Raxx · internal docs

internal · gated

New-surface deploy/preview convention — runbook

System: raxx platform surfaces Owner: sre-agent / operator Last incident: n/a (convention doc; not incident-driven) Last reviewed: 2026-05-12 UTC ADRs: 0052 (hosting tiers) · 0053 (workflow template) · 0081 (convention as standard) Architecture doc: new-surface-convention.md Scaffold script: scripts/scaffold/new-surface.sh Parent card: #649


Purpose

This runbook answers one question: "how do I stand up a new Raxx surface correctly in about 30 minutes?" It also documents each existing surface so that when something breaks on a surface you've never touched, you know where its knobs are.

Before this document existed, each surface was bootstrapped ad hoc over one to two days. The scaffold script and this runbook eliminate the per-surface re-discovery.

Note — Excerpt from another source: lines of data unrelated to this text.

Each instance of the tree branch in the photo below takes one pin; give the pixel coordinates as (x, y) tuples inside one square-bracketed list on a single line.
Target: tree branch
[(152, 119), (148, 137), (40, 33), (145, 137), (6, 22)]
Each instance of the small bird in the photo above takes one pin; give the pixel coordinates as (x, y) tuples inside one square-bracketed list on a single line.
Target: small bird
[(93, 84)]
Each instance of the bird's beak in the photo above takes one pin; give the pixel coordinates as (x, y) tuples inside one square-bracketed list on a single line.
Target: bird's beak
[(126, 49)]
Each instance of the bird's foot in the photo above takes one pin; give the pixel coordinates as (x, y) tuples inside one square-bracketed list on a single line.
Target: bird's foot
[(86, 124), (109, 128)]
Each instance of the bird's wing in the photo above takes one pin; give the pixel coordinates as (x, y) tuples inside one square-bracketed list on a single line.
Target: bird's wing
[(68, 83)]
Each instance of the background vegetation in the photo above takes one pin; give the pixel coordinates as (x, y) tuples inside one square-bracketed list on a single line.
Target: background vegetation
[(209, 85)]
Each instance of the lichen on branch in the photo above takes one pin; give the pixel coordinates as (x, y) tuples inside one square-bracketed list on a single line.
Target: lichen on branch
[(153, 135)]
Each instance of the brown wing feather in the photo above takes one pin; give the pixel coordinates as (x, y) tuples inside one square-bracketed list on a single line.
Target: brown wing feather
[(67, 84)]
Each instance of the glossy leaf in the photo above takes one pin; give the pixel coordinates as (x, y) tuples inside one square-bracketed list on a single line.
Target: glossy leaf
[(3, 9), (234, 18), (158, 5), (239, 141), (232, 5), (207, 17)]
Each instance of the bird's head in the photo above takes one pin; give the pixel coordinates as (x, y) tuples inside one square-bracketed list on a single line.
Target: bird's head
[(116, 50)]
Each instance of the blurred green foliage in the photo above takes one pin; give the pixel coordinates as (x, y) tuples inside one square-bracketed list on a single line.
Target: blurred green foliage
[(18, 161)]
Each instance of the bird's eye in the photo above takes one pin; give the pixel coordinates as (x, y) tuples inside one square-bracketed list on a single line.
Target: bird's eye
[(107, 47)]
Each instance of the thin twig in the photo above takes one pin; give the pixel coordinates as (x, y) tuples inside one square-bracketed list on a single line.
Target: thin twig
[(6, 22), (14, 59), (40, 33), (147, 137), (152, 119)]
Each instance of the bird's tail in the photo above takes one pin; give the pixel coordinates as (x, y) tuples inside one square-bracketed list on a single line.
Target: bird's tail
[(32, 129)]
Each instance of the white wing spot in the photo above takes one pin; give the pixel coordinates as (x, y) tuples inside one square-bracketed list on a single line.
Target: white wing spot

Existing surfaces (parity baseline)

Use these as reference when something breaks or when scaffolding a new surface in the same tier.

Antlers — app.raxx.app

Field Value
URL https://app.raxx.app
Tier A (Cloudflare Pages)
CF Pages project raxx-app
Deploy workflow .github/workflows/deploy-antlers.yml
Source path frontend/trademaster_ui/
Status tile id app-raxx-app
Access Public (post-launch)
Sentry project n/a (static SPA; errors tracked client-side)
Vault paths /MooseQuest/cloudflare/ (CF deploy token)
Parity note Predates ADR-0052; audit emit and freeze gate are present; no separate staging deploy — branch previews via CF Pages.

getraxx.com — marketing landing page

Field Value
URL https://getraxx.com
Tier A (Cloudflare Pages)
CF Pages project getraxx
Deploy workflow .github/workflows/deploy-getraxx.yml
Source path frontend/getraxx-landing/
Status tile id getraxx-com
Access Public (post 2026-05-23 launch); CF Access gated pre-launch
Sentry project n/a
Vault paths /MooseQuest/cloudflare/
Parity note Full parity. www.getraxx.com is a DNS CNAME (not a CF Pages custom domain) to preserve zone-level redirect rule. See RCA docs/incidents/2026-05-11-www-getraxx-access-bypass.md for why. Pre-launch CF Access removal: docs/ops/runbooks/getraxx-launch-day-cf-access-removal.md.

raxx-mockups — design preview

Field Value
URL https://raxx-mockups.pages.dev (no raxx.app subdomain)
Tier A (Cloudflare Pages)
CF Pages project raxx-mockups
Deploy workflow .github/workflows/deploy-mockups.yml
Source path docs/design/, mockups-site/
Status tile id raxx-mockups
Access Internal (public: false — not enumerated on customer status page)
Sentry project n/a
Vault paths /MooseQuest/cloudflare/
Parity note Full parity. Split from deploy-internal-docs.yml on 2026-05-08 (#1367). No custom raxx.app subdomain — pages.dev URL is intentional (design previews need no branding gate).

console.raxx.app — operator console

Field Value
URL https://console.raxx.app
Tier B (Heroku)
Heroku apps raxx-console-prod-* (prod), raxx-console-staging-* (staging)
Deploy workflow .github/workflows/deploy-console.yml
Source path console/
Status tile id console-raxx-app
Access Internal (CF Access gated; public: false)
Sentry project tbd (sentry_backend flag gates it)
Vault paths /MooseQuest/cloudflare/, /MooseQuest/console/
Parity note Full parity. Health check uses Heroku origin URL (not CF-fronted domain) to bypass CF Access 302. Env is hostname-derived — no in-app switcher. Staging is a runtime dup on read-only prod Queue data.

tickets.raxx.app — support portal (FreeScout)

Field Value
URL https://tickets.raxx.app
Tier C (Lightsail + Terraform)
Lightsail instance see terraform/lightsail-freescout/
Deploy workflow none (Terraform-managed; no CI deploy)
Status tile id tickets-raxx-app
Access Public (customer-facing support queue)
Sentry project n/a
Vault paths /MooseQuest/freescout/, /MooseQuest/cloudflare/
Parity note Tier C exemption — no CI deploy step. Operator runs terraform apply from terraform/lightsail-freescout/. Cert renewal: docs/ops/runbooks/freescout-cert-renewal.md. Full runbook: docs/ops/runbooks/freescout.md. Backup/restore: docs/ops/runbooks/freescout-backup-restore.md.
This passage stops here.